People appearing in the video read a poem written by illustrator Darren Smith to highlight the diversity of those working to keep the U.K. running.

“No, you clap for me now. You cheer as I toil. Bringing food for your family. Bringing food from your soil,” says the poem, referring to millions of Brits clapping for healthcare workers.

It continues: “So you clap for me now / all this love you are bringing.

“But don’t forget when it’s no longer quiet / don’t forget when you can no longer hear the birds singing.

“Or see clearer waters that I crossed for you / to make lives filled with peace / and bring peace to your life too.”

The video has been seen by millions of people across the world, receiving a deluge of positive comments.

During the initial weeks of Britain’s fight against the coronavirus pandemic, at least three Muslim doctors and a nurse lost their lives while helping patients.

“The United Nations released a global brief to all creatives to spread messages of positivity, kindness and solidarity during these uncertain times,” said Sachini Imbuldeniya, the video’s producer. “The brief was very open in terms of what content was created.

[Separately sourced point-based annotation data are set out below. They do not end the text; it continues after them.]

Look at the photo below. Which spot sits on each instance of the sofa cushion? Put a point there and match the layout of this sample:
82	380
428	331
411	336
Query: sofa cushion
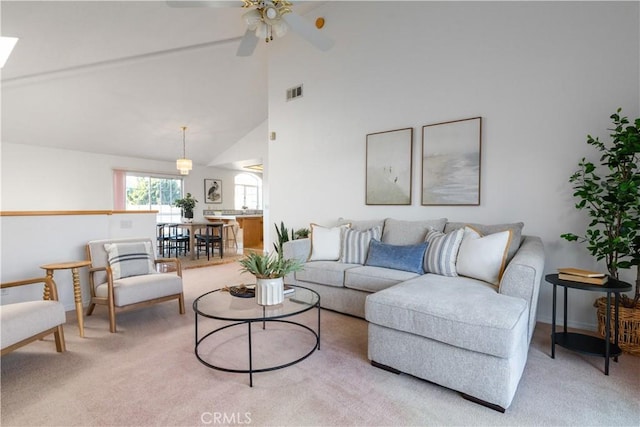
363	224
330	273
459	311
326	242
355	244
399	257
442	252
373	279
131	290
397	232
516	230
483	257
130	259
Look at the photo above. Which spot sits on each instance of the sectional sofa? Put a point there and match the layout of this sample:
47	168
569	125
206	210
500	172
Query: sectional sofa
449	302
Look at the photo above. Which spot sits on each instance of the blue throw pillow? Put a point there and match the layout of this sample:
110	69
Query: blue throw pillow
406	258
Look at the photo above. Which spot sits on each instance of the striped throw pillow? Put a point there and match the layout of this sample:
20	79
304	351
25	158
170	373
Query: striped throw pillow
442	252
355	244
130	259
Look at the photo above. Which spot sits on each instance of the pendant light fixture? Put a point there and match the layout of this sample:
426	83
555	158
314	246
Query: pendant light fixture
184	165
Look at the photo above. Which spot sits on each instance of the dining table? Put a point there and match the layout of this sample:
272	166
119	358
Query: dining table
193	228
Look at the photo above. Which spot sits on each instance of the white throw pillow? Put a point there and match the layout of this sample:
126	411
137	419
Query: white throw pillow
355	244
483	257
326	242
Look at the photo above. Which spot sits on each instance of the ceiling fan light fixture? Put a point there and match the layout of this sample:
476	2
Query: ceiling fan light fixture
253	19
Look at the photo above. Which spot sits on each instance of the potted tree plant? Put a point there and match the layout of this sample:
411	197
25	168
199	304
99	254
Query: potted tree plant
187	204
269	270
612	201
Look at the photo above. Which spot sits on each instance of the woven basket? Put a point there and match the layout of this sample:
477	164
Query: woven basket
628	325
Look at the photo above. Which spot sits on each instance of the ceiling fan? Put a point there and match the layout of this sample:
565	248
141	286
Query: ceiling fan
265	19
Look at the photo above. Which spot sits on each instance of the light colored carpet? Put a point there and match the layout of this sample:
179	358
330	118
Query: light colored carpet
147	374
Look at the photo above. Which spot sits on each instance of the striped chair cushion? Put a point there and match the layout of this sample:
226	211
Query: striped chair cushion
355	244
130	259
442	252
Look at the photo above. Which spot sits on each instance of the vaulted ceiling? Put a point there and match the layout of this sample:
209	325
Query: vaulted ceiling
122	77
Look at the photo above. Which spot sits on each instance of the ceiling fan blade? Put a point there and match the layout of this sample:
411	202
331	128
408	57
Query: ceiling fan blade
210	3
247	44
307	31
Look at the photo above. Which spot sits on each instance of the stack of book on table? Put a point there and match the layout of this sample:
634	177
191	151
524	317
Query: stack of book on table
580	275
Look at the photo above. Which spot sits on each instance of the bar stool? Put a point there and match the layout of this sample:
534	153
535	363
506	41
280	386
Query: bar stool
230	228
210	240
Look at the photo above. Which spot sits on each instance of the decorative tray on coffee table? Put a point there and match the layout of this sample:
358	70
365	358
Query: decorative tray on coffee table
243	291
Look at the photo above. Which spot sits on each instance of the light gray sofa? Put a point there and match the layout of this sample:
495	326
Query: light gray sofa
460	332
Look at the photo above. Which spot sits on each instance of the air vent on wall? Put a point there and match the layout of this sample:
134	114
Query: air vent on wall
294	92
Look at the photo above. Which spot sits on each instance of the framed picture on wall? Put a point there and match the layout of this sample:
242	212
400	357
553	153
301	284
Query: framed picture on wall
451	162
389	167
213	190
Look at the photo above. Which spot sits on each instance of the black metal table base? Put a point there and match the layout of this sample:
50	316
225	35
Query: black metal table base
588	344
252	370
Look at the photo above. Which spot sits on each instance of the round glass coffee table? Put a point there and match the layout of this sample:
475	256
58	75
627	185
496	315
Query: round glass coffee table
221	305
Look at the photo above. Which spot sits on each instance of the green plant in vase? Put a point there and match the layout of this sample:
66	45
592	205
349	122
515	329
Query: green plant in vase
269	270
187	204
269	266
610	195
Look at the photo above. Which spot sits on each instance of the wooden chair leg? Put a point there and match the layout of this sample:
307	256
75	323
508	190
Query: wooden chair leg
59	337
112	317
90	309
181	303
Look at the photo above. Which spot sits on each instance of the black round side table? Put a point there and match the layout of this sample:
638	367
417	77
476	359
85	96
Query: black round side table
582	343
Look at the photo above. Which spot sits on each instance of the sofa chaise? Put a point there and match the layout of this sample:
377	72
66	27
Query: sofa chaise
449	302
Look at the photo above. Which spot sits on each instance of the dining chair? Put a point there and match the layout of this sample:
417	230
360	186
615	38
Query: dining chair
162	238
212	238
178	239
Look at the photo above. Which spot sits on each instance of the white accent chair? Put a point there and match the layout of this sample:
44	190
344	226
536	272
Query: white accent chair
126	290
24	322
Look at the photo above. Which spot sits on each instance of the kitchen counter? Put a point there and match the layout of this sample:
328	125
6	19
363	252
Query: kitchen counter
250	225
230	217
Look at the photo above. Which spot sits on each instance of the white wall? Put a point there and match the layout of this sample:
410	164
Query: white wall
542	75
27	242
42	178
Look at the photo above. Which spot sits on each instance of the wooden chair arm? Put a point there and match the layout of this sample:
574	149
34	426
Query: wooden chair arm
48	283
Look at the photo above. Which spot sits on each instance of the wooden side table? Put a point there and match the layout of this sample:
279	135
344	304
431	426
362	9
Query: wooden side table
77	293
588	344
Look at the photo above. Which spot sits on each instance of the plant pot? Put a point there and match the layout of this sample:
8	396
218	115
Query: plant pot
187	216
269	291
628	325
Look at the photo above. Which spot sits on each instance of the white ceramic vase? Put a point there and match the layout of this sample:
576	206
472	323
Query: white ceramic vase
270	291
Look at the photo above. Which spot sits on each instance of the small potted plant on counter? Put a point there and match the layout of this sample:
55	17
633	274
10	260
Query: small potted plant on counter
269	270
187	204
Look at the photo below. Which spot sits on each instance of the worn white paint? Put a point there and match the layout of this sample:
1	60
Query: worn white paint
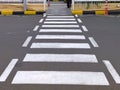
76	15
61	45
62	26
60	37
112	71
62	30
60	19
84	28
72	22
86	58
79	21
60	16
8	70
41	20
44	15
60	77
94	43
36	28
27	41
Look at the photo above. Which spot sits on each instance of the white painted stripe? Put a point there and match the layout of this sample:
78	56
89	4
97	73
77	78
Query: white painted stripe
112	71
60	77
8	69
94	43
61	26
76	15
84	28
41	20
79	21
61	30
44	15
61	19
61	22
27	41
86	58
61	45
60	37
36	28
60	16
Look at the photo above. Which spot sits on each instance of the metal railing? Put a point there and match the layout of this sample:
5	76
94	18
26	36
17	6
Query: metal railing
36	5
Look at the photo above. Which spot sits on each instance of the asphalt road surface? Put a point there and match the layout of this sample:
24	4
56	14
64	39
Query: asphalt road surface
59	52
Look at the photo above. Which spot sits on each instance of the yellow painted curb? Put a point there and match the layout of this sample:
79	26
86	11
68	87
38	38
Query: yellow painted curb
100	12
78	12
29	12
6	12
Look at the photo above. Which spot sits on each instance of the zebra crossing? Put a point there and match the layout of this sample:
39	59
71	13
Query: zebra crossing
60	24
67	28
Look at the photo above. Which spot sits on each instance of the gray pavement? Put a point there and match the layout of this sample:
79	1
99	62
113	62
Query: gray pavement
78	72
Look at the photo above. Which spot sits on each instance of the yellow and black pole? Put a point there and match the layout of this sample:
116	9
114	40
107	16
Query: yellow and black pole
24	5
106	7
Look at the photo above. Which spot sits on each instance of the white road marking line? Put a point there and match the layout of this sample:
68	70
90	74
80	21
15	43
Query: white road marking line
44	15
61	45
76	15
94	43
60	37
60	16
84	28
61	19
86	58
60	22
60	77
112	71
61	30
62	26
41	20
27	41
36	28
79	21
8	69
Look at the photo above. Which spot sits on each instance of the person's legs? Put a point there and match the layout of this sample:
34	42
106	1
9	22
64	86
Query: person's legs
68	5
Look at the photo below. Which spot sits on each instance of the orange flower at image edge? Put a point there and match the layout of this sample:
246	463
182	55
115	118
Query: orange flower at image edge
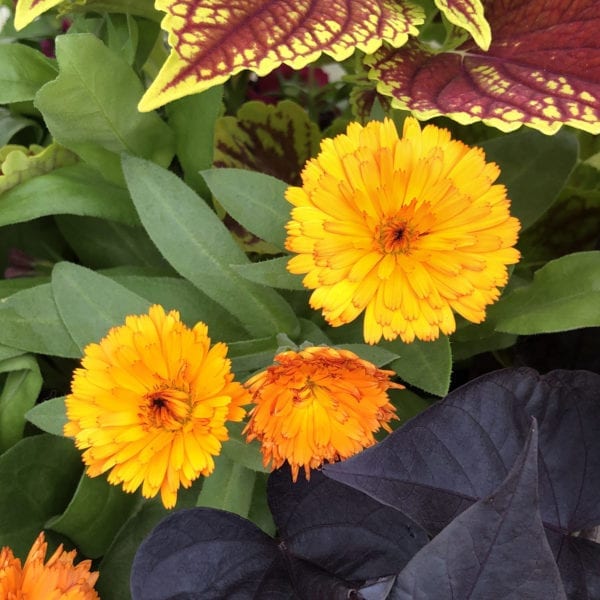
317	404
405	230
150	404
57	578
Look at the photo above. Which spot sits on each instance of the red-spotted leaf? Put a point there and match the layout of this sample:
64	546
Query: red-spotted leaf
542	70
276	140
28	10
212	40
468	14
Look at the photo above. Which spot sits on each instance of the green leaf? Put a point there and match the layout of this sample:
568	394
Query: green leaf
229	487
375	354
101	244
426	365
250	355
76	189
29	320
200	248
192	304
534	168
564	295
94	516
49	416
23	71
272	273
193	119
20	392
254	200
238	450
91	107
38	476
81	293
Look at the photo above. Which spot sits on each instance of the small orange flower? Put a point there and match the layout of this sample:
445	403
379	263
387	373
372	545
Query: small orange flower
58	578
405	230
151	403
317	404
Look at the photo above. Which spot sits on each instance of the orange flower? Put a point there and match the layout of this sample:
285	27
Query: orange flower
405	230
151	402
58	578
317	404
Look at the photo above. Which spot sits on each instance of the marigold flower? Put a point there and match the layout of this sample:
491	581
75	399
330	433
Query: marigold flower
406	230
57	578
317	404
151	402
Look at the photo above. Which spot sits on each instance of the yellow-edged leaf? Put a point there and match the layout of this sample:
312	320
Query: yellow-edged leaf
212	40
28	10
468	14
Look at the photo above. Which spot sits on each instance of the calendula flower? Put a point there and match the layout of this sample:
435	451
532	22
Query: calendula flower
317	404
35	580
406	230
150	404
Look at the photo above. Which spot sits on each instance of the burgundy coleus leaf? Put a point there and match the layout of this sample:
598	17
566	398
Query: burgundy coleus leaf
213	39
27	10
468	14
542	70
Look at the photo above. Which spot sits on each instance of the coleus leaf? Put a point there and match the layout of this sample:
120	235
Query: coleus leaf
340	529
213	40
204	553
495	549
276	140
27	10
468	14
541	70
458	451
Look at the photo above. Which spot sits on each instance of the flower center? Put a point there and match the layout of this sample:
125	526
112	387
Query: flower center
398	233
167	408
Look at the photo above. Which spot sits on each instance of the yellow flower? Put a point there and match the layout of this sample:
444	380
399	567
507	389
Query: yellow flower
151	402
318	404
58	578
406	230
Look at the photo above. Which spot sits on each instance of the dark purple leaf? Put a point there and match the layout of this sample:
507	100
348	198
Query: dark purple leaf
444	459
205	554
497	548
437	464
341	529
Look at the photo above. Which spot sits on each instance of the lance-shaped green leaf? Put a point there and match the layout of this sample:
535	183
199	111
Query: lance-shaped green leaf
468	14
28	10
212	40
541	70
23	71
20	391
197	244
81	111
564	294
276	140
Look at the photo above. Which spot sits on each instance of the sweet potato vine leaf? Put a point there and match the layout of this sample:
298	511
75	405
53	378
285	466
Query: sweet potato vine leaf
542	70
27	10
495	549
468	14
213	40
460	450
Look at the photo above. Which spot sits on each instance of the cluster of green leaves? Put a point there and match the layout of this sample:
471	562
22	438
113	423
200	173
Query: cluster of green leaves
119	209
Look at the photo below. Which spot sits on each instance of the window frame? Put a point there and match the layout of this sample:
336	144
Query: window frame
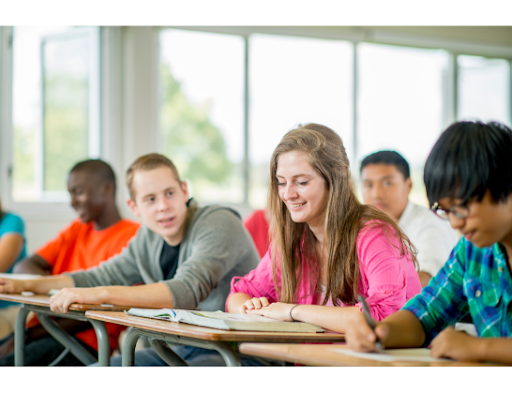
355	37
53	205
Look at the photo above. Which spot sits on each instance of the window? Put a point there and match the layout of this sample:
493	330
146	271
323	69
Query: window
404	100
294	81
401	104
202	111
56	117
483	89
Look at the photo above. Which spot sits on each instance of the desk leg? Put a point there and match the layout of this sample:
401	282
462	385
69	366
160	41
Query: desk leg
228	353
167	354
19	337
128	355
103	342
65	339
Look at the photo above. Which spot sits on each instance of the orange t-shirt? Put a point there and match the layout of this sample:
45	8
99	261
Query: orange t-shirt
80	246
258	227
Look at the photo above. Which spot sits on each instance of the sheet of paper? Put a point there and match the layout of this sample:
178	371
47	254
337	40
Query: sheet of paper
234	316
390	355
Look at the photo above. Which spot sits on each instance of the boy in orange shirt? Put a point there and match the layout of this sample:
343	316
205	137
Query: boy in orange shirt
97	235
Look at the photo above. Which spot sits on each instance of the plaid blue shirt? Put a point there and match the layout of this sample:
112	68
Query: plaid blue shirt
473	280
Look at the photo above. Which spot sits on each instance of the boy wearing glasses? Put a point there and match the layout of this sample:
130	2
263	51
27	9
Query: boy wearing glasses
468	177
386	184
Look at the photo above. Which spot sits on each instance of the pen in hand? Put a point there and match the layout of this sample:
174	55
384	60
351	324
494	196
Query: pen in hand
369	320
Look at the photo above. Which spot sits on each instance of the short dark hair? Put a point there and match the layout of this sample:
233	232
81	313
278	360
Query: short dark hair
96	167
468	159
388	157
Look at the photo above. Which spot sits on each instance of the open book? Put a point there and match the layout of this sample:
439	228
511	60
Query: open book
225	321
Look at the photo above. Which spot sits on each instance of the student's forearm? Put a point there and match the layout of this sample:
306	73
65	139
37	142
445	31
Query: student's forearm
331	318
236	300
10	249
405	330
151	296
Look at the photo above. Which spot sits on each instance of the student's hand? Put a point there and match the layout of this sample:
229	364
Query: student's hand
11	286
451	343
254	303
359	335
60	302
279	311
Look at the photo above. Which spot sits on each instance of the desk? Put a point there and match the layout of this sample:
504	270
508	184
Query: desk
181	333
326	355
40	304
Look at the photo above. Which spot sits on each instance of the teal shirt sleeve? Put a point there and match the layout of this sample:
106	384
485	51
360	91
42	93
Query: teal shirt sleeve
442	302
13	224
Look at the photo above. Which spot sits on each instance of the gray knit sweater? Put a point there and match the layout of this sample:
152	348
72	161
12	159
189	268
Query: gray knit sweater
215	247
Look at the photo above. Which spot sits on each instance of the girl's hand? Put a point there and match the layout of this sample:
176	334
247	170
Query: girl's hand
279	311
60	302
360	337
456	345
254	304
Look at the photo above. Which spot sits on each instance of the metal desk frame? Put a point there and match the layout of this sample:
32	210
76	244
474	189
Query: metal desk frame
128	356
43	314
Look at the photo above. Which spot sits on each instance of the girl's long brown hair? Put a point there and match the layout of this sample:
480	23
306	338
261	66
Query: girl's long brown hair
293	244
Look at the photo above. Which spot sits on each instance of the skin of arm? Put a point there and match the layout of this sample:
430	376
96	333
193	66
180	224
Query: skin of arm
424	278
33	265
331	318
37	332
40	285
10	248
400	330
152	295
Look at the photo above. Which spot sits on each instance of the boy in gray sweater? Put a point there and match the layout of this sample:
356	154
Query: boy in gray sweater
186	255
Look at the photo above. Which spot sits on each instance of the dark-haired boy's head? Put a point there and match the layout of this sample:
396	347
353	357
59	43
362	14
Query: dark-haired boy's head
468	159
92	187
388	157
386	182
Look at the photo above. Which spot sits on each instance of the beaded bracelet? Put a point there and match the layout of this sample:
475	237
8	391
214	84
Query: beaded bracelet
294	320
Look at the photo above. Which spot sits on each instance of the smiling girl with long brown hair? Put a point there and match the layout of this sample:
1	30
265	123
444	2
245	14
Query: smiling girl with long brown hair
326	247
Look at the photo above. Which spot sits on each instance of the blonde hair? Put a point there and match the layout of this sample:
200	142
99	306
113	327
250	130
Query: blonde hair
147	163
345	216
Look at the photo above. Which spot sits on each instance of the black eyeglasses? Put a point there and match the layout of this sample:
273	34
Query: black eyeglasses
459	211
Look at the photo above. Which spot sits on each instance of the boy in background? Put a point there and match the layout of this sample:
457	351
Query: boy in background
98	234
468	177
185	254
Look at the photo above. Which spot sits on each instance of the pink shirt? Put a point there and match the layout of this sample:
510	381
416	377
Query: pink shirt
386	280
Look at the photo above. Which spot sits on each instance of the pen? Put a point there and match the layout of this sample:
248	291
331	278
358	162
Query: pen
369	320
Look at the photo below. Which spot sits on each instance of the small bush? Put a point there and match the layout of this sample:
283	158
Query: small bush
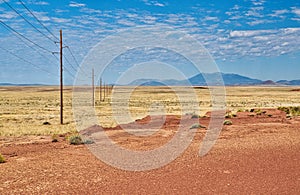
227	122
228	116
88	141
75	139
2	159
46	123
55	138
291	110
196	126
195	116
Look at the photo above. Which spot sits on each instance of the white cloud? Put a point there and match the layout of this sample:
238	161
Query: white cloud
8	15
279	13
210	18
38	2
296	11
60	20
249	33
75	4
154	3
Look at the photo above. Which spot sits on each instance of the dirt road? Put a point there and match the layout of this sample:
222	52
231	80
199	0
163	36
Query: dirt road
255	155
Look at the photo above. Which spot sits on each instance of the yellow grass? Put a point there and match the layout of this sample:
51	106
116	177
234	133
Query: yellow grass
25	109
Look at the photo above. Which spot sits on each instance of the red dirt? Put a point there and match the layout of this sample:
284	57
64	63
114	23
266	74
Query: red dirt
258	154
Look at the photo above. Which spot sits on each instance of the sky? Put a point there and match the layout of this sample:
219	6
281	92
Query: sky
255	38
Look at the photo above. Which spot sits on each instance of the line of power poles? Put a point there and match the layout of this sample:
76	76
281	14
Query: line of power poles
104	90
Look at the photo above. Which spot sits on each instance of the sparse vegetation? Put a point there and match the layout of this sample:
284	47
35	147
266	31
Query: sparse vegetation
197	126
54	138
33	106
195	116
2	159
291	110
88	141
75	139
227	122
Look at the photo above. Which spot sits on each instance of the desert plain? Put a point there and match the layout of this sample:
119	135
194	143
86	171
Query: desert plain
257	152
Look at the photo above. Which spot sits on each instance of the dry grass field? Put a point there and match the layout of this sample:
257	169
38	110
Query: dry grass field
257	154
25	109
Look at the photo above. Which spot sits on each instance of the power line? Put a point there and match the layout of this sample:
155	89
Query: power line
76	60
36	66
10	28
37	19
27	21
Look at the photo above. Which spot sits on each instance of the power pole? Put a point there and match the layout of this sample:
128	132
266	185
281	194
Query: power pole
61	79
93	88
104	91
100	89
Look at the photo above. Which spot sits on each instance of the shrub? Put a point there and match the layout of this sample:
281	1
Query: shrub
75	139
54	138
2	159
291	110
88	141
228	115
196	126
195	116
227	122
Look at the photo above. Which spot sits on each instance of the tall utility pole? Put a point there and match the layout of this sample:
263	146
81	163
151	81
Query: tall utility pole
61	79
100	89
93	88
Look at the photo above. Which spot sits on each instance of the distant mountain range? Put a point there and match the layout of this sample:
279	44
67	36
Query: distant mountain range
199	80
21	85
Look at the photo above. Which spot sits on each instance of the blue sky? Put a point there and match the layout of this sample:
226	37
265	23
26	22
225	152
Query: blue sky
255	38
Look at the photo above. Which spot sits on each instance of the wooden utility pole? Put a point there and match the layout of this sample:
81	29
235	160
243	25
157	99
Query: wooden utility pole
93	88
104	91
61	79
100	89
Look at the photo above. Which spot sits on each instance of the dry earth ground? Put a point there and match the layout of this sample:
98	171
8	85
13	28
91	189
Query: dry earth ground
256	155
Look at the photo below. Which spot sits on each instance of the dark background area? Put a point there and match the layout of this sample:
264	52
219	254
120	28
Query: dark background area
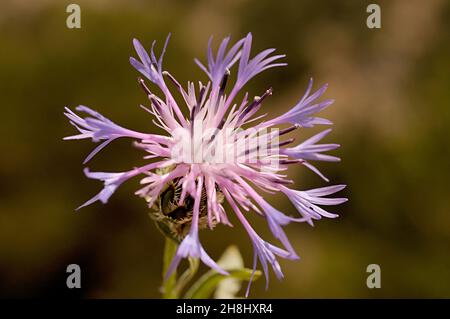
391	117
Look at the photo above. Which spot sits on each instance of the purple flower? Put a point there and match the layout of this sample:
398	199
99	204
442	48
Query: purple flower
210	151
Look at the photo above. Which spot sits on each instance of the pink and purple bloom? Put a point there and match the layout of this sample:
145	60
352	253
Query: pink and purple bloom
215	146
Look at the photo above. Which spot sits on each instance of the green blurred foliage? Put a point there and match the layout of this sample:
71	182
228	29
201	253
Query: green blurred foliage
391	117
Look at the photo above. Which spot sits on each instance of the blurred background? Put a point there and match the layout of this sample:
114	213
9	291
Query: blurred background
391	115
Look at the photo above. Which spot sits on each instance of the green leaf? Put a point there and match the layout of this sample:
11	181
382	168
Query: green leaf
225	286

My good friend and colleague Darren Smith wrote the poem. We both work together at Bridge Studio.”

He was quoted as saying by the Guardian that Smith “previously interviewed my mum, a retired nurse, for an article that ran in the Sunday Times Magazine about the Windrush scandal and feels very passionately about the subject, as do I,” referring to a scandal over the mistreatment and deportation of non-white British subjects whose families came to the U.K. before 1973.

“When I read the poem I knew the message needed to be spread as widely as possible, so we decided to turn it into a short and shareable video featuring a mixture of first-, second- and third-generation immigrants living in the U.K.,” he added.

In the U.K., far-right factions who often use xenophobic, anti-immigrant and Islamophobic rhetoric fuels racism, which has been on the rise.

During the campaigning for the 2016 EU membership referendum, the Leave campaign openly targeted immigration from EU and non-EU countries, including Turkey.

A slogan by the Leave campaign suggested that millions of Turkish immigrants would come to the U.K. when Turkey becomes an EU member. The campaign was widely run by Dominic Cummings, now chief adviser to Prime Minister Boris Johnson, who was also a prominent figure for the campaign to leave the EU and has also trafficked in Islamophobia.